Monitoring urban, peri-urban, and rural temperatures, along with greenhouse gas (GHG) emissions, is crucial for understanding local climate dynamics, especially in rapidly urbanizing areas. This study leverages advanced remote sensing techniques and environmental analysis to enhance high-resolution Land Surface Temperature (LST) mapping. It further investigates the relationship between LST and methane (CH₄) emissions - a significant driver of climate change - and their combined impact on Urban Heat Island (UHI) effects.

Leveraging multispectral atmospherically corrected imagery from LANDSAT 8-9 and SENTINEL-2 satellites, spectral harmonization techniques and Convolutional Neural Network (CNN)-based super-resolution models were applied to improve the spatial resolution and accuracy of LST calculation. These methods are further refined through the integration of key environmental indices, including soil characteristics, land cover, Normalized Difference Vegetation Index (NDVI), Normalized Difference Built-up Index (NDBI), and Normalized Difference Water Index (NDWI), which capture land use characteristics and their impact on thermal variations.
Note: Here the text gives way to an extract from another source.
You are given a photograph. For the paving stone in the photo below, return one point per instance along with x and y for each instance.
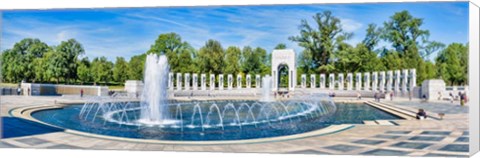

The resultant LST at 1m was statistically validated against meteorological datasets by calculating Root Mean Squared Error and Mean Absolute Error, showing errors consistently below 2°C, with 75% of the values within 1°C. Making use of the accurate LST readings, air temperature (Ta) was derived using polynomial regression models, ultimately resulting in LST-derived air temperature maps with R² values exceeding 0.75.

Building upon this high-resolution thermal mapping, the study examines how agricultural zones are influenced by urban thermal dynamics exacerbated by GHG emissions creating a negative feedback loop where increased temperatures further impact agricultural practices and lead to additional GHG emissions. Seasonal and phenological variations in CH₄ emissions from major crops cultivated in the Loiret region including wheat, were analyzed. Results reveal that land use, crop phenology and soil characteristics significantly modulate LST, influencing both the intensity and distribution of urban heat anomalies. Moreover, the thermal contributions of these areas are analyzed within the context of their dual role. On one hand, these areas can act as potential moderators of UHIs by providing vegetative cover and cooling effects. On the other hand, they contribute to regional methane fluxes due to agricultural practices. This dual role highlights the complexity of peri-urban and rural zones, as they can simultaneously alleviate and exacerbate environmental challenges.

The presented framework can be considered as a contribution to bridging the gap between remote sensing advancements and climate science by providing actionable insights into the interactions between urban and rural thermal dynamics. The methodology not only offers a scalable approach for improving LST and Ta monitoring in data-sparse regions but also highlights the implications of land management practices for mitigating urban heat and reducing GHG emissions. By combining cutting-edge data processing techniques with environmental analysis, the study underscores the importance of integrating thermal mapping with greenhouse gas emission assessments to inform sustainable planning and climate adaptation strategies. In conclusion, this study contributes to the broader understanding of urban-rural thermal interdependencies and their role in shaping regional climate resilience, while also aiming to develop a new approach that leverages remote sensing to GHG emissions across wide areas.